Collection: Every Sing, Selected By Jesse Malmed (online exhibition)

About the exhibition

Every Sing
Some Sing
Any Sing
This Sing

Or what we might call singinging, both to and away from alongongs. This online exhibition brings together a series of works from some of the artists at NIAD that harmonize with singing things, through fan culture, instrument studies, exploded gig posters from a pole on the studio table, scores and how songs move. I would be lucky caller number  100,008 on the afternoon show *Songs and Ideas You Remember Well* to note the overlaps and -dubs between visual art and music. When they ask if I’ve heard of synaesthesia, I say, “yeah, I think I’ve tasted it”. 

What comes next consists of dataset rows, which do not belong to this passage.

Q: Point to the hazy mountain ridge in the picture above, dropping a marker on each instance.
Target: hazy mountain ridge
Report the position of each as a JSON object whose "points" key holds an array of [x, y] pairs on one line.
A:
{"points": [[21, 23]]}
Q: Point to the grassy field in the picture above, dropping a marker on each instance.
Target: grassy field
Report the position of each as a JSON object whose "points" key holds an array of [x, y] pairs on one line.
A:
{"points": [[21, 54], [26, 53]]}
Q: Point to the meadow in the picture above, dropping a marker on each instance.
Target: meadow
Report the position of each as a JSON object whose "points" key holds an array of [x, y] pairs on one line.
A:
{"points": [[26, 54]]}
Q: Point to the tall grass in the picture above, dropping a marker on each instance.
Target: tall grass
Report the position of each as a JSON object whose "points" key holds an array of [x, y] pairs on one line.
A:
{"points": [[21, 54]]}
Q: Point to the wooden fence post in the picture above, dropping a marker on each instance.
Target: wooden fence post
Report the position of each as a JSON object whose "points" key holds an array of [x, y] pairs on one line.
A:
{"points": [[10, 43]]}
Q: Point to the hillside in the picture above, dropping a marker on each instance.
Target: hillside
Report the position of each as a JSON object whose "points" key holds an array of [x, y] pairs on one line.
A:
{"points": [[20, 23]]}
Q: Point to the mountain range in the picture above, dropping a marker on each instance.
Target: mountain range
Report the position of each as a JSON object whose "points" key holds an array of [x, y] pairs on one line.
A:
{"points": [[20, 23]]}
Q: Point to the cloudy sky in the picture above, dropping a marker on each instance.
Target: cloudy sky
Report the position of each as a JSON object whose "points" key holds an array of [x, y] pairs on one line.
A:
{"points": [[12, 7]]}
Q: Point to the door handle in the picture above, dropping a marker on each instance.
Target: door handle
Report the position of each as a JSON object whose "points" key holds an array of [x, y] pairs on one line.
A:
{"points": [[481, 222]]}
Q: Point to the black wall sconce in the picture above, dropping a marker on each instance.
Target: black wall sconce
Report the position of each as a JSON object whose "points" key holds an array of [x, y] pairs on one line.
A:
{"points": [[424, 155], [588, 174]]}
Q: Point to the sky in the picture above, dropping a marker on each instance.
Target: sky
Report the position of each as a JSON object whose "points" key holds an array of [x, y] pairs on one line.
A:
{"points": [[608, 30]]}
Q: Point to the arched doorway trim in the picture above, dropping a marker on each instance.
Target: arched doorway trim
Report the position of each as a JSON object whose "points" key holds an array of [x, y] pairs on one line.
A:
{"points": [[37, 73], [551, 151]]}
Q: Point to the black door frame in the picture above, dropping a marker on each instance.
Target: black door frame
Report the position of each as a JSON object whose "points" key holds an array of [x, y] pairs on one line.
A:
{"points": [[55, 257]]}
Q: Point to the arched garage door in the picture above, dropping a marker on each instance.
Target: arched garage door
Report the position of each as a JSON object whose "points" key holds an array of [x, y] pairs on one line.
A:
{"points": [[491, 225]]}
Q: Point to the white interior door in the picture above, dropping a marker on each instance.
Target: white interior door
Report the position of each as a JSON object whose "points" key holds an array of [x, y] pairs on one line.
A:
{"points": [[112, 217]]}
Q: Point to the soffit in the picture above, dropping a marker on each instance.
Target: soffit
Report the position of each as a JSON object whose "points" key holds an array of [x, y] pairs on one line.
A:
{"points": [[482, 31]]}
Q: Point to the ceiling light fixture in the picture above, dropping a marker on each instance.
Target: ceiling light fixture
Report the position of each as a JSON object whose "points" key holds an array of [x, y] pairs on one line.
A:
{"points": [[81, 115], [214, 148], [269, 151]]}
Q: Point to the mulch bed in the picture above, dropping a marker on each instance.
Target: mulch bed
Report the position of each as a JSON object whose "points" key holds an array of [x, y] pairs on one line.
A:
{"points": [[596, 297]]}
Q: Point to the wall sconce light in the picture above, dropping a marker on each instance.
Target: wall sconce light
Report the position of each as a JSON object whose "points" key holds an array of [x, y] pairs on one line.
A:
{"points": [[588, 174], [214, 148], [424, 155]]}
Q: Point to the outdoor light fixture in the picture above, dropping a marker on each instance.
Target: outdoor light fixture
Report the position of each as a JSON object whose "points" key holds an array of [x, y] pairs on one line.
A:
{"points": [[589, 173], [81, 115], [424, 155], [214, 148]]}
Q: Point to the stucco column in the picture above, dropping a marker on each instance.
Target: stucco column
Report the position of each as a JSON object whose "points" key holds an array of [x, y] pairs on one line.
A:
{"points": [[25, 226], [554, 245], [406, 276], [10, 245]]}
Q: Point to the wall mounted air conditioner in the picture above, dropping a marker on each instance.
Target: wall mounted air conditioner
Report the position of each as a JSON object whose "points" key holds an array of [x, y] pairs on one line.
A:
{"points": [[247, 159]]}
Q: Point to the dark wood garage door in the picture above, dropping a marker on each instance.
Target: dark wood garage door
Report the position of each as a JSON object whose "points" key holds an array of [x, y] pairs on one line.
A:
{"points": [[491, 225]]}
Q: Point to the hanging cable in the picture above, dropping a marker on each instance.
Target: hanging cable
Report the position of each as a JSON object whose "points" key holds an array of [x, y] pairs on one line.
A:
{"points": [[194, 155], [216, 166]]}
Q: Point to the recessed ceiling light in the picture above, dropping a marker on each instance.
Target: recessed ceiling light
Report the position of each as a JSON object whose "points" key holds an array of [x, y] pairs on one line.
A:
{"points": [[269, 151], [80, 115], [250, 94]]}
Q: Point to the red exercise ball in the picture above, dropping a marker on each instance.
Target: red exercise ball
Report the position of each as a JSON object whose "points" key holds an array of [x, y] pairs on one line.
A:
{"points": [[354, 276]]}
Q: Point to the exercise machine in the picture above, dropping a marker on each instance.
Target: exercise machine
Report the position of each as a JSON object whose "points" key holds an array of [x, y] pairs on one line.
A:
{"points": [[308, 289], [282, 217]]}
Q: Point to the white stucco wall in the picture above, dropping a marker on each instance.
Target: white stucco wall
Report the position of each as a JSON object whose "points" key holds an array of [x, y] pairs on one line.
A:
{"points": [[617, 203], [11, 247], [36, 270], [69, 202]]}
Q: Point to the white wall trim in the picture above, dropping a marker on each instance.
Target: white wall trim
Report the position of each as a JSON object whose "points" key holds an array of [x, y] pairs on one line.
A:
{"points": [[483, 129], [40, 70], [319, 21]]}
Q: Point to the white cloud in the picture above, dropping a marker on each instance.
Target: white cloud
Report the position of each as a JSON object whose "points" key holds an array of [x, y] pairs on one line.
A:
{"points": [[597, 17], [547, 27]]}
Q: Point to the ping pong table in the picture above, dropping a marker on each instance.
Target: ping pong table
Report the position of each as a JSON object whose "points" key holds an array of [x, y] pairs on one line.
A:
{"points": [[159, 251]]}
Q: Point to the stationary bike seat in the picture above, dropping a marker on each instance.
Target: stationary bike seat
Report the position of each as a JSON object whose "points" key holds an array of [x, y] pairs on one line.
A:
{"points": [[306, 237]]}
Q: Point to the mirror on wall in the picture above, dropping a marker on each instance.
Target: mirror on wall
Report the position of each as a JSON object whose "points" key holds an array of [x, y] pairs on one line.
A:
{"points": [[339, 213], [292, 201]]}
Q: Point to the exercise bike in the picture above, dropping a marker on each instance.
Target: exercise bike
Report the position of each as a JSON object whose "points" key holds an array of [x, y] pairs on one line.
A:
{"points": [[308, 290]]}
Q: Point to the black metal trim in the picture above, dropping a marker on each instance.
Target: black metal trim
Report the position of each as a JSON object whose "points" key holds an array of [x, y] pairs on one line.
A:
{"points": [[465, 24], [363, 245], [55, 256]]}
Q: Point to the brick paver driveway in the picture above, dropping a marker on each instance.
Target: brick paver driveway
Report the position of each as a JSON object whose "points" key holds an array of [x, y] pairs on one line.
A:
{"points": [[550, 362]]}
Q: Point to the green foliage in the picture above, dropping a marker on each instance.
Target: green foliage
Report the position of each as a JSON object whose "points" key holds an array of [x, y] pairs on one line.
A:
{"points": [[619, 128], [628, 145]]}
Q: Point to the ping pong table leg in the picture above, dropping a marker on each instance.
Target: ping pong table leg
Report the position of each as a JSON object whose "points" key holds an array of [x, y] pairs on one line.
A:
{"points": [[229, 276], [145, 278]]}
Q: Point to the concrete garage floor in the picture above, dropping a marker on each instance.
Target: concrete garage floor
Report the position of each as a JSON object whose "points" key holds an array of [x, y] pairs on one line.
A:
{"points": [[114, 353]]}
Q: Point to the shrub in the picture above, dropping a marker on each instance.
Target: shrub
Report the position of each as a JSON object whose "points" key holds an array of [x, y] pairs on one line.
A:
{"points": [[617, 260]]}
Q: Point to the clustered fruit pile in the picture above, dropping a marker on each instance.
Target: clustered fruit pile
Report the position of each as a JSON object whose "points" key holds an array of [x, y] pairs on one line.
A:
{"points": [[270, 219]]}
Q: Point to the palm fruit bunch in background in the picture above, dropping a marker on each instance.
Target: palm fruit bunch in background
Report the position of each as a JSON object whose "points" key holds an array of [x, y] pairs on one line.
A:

Sometimes I imagine something like an image being stuck in one’s head. The iterations of Eddie Braught’s guitars and gear feel like the zone of practicing the same riff over and over again, a psychedelic feedback cycle between hands and heads. I can’t unhear the mouth shapes Dre’An Cox seems to implore from my eyes. The musicological speculations, genealogies and diagrams of Linda Stewart, Jonathan Velazequez and Raven Harper trace how music gets into our bones. Alan Perez and Thomas Harden shape sounds and pocket fantasies like ceramagicians. The concretions and shadows of erstwhile super-somethings KISS are in full effect, with both Perez and Heather Copus, maybe even in small traces in Michael Nuñez’s Skeleton Mariachis. I keep going back and forth on what side of the proscenium line Samatha Kershnar and Karen May’s figures are dancing, which is maybe my favorite kind of show.  

And, since no show is complete without a merch table, I’ll urge you while I tune my type to check out the mind-melting array of totes, zines, tees and records, Danny Thach, Ann Meade, Felicia Griffin and Christian Vassell have for you.

It’s a shaggy exhibition, one we might mistake for a mixtape. I even made a little playlist (think of it as the b-side or an aside) to listen to while you browse through and marvel at the works. I’ll also add that many of these works have, let’s say, alternate mixes and live and demo versions available as well, if you want to live out your click-click-click track fantasies. 

-Jesse Malmed, March 2021

 

About the selector

Jesse Malmed is an artist and curator working in video, performance, text, occasional objects and their gaps and laps over and under. Various pre-occupations include: Infinite Gesticulator, Disorganizer, Choir Conductor, Cosmic Concierge, Junk Shop Salesman, Re-Titler, Traffic Caller, Pro Bono Closed Captioner and Imaginary Television Host. He has performed, screened and exhibited widely at museums, cinemae, galleries, bars and barns. His platformist and curatorial projects include directing the Live to Tape Artist Television Festival, programming at the Nightingale Cinema, instigating Western Pole, co-driving the mobile exhibition space and artist bumper sticker project Trunk Show (with Raven Falquez Munsell), programming through ACRE TV and organizing exhibitions, screenings and performance events both independently and institutionally. Originally from Santa Fe, he earned his BA from Bard College and his MFA from the University of Illinois at Chicago. His life in letters includes teaching at UIC, UWM and CPS (through CAPE).